遅れた日記・9 「水炊き / 階段 / コロナビール」

 

2月12日(火)


この日は午前中何したっけ?覚えてることだけ書こう。
制作を終えて夕方の特急で新宿へゆく。冬の夕方の外出というのはどこかわくわくする。


飴星
                            『飴星』  (2011)
 


GとPと3人で水炊きを食べた。
猥雑な繁華街に紛れるように古い日本家屋がある。ここは老舗の鶏料理専門店で鶏以外は野菜が僅かあるだけという潔さ。
7時半、時間通りにゆくと2階の座敷に通された。あれ?1階テーブル席で予約したのに。
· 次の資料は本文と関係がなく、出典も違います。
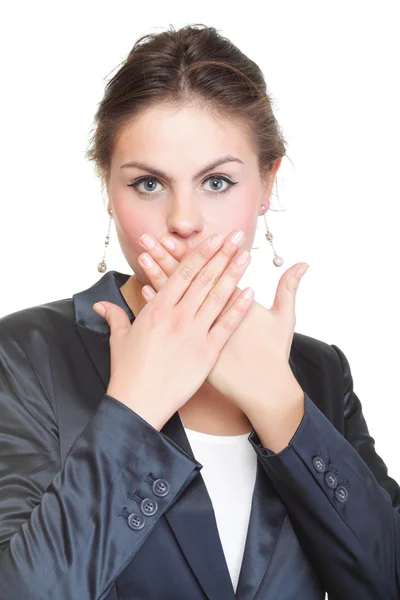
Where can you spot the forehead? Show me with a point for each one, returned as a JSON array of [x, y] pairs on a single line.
[[165, 130]]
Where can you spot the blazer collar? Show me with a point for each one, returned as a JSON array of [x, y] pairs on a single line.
[[191, 517]]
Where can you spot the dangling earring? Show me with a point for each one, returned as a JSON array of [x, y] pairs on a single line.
[[102, 267], [277, 260]]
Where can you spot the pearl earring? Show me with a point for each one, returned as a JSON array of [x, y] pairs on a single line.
[[102, 267], [277, 260]]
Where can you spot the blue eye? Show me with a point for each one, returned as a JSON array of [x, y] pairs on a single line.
[[135, 184]]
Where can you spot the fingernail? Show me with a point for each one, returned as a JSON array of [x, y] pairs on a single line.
[[168, 243], [100, 308], [300, 272], [146, 260], [147, 241], [216, 240], [237, 236]]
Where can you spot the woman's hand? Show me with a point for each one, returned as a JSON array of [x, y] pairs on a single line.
[[160, 360], [253, 366]]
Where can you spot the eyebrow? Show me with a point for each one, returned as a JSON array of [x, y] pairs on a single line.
[[159, 173]]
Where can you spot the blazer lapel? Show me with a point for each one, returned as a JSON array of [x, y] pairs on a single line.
[[191, 517]]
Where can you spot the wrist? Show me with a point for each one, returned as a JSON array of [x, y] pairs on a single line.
[[144, 408]]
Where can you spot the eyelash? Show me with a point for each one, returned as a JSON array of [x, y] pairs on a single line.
[[135, 184]]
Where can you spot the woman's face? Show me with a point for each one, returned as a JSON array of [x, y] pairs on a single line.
[[181, 143]]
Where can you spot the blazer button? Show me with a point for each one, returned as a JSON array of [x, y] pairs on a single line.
[[136, 521], [319, 464], [341, 493], [330, 480], [149, 507], [161, 487]]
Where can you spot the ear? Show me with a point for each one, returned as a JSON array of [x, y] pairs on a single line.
[[269, 182]]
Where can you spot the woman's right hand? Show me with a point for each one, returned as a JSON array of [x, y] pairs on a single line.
[[160, 360]]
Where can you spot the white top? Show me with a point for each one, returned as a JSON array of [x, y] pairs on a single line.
[[229, 473]]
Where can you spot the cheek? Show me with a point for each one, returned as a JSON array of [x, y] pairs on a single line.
[[242, 216], [130, 225]]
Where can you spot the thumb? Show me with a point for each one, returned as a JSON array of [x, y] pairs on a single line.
[[115, 316]]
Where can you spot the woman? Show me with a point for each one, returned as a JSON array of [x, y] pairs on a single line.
[[185, 443]]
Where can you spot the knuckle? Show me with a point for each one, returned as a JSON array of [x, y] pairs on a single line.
[[217, 296], [186, 272], [206, 277], [178, 322], [228, 323], [156, 313]]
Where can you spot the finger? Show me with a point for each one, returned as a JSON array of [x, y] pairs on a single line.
[[148, 292], [219, 295], [285, 296], [154, 272], [226, 324], [211, 273], [160, 255], [193, 263], [175, 247]]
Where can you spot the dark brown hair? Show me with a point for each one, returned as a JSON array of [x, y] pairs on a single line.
[[194, 65]]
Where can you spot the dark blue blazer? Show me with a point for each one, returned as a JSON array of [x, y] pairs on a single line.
[[96, 504]]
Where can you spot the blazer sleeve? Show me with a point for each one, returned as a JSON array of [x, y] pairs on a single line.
[[344, 507], [69, 532]]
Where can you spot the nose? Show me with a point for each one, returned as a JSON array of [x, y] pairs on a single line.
[[184, 220]]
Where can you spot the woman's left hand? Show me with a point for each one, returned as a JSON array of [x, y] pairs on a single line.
[[253, 366]]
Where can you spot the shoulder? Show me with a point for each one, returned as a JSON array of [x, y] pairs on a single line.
[[33, 321], [320, 353], [28, 337]]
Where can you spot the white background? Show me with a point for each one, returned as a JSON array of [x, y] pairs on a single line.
[[332, 70]]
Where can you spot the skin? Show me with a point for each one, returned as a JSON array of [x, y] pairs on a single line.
[[181, 142]]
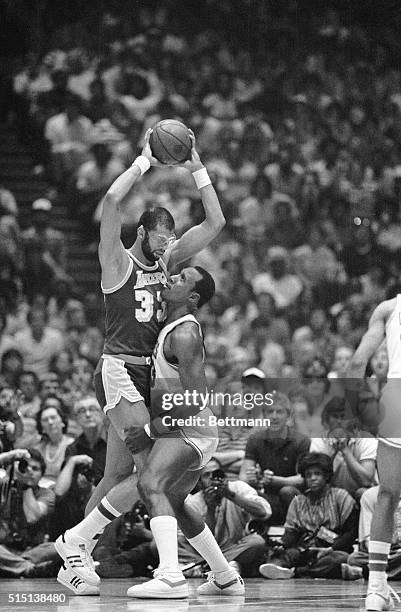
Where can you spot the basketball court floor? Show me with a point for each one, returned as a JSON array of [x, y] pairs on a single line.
[[261, 595]]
(昔の家屋なので急な勾配の階段だ)大座敷がふすまで仕切られ八畳ほどに卓が三つ。

ほどなくPが来た。そしてGが来た。
まずはビール。こういった座敷ではなぜか壜ビールがおいしい。
待望の鶏の刺身、たたき。口福。何も言うことは無い。続いて焼き物で若鶏、砂肝、レバー。そして水炊き。
ここは博多風の、鶏をじっくり煮込んだ白濁のスープで東京の一般的な「水炊き」ではないが、しつこい脂臭さはなく意外とあっさりとしたそれでいて鶏の上品な旨味が出てる。
料理も最高だが、この3人で囲む酒卓は毎度とても楽しい。

10時。
気がつくと他の客はおらず我々だけだ。卓の上の皿も全て空だ。さあ、帰ろう。G、Pともに先に階下へ。
ここで僕はうっかり階段に背を向け仲居さんに・・。
おいしかったですよ。特に鶏皮ポン酢がとっても・・。
みなさんそう言ってくださるんですよ、また、ぜ・・・
その瞬間、仲居さんが目の前から消えた。階段が高速で眼前を過ぎる。落下。咄嗟のなかでも後ろに倒れたらおしまいだと手摺にしがみつく。手が何本にも見えた。気づくと一階に到着。エスカレーターの5倍以上の早さだ。
見上げる階段は黒く暗い、ゆうに3メートル傾斜角45度くらいだ(笑)直立姿勢の着地だ。おお!店のひとも喜んでくれている!
けたたましい音にびっくりしてGが店に入ってきた。
良くぞ頭から真っ逆さまに転落しなかったものだ。

帰り道、足が痛いなあ。
一休みしてビールでも飲んでいくか。ということでハブでコロナを飲む。ハブは地下だ。無論、階段がある。
帰宅すると買い置きの湿布を足首に貼り、寝る。だんだん痛くなってきたぞ~。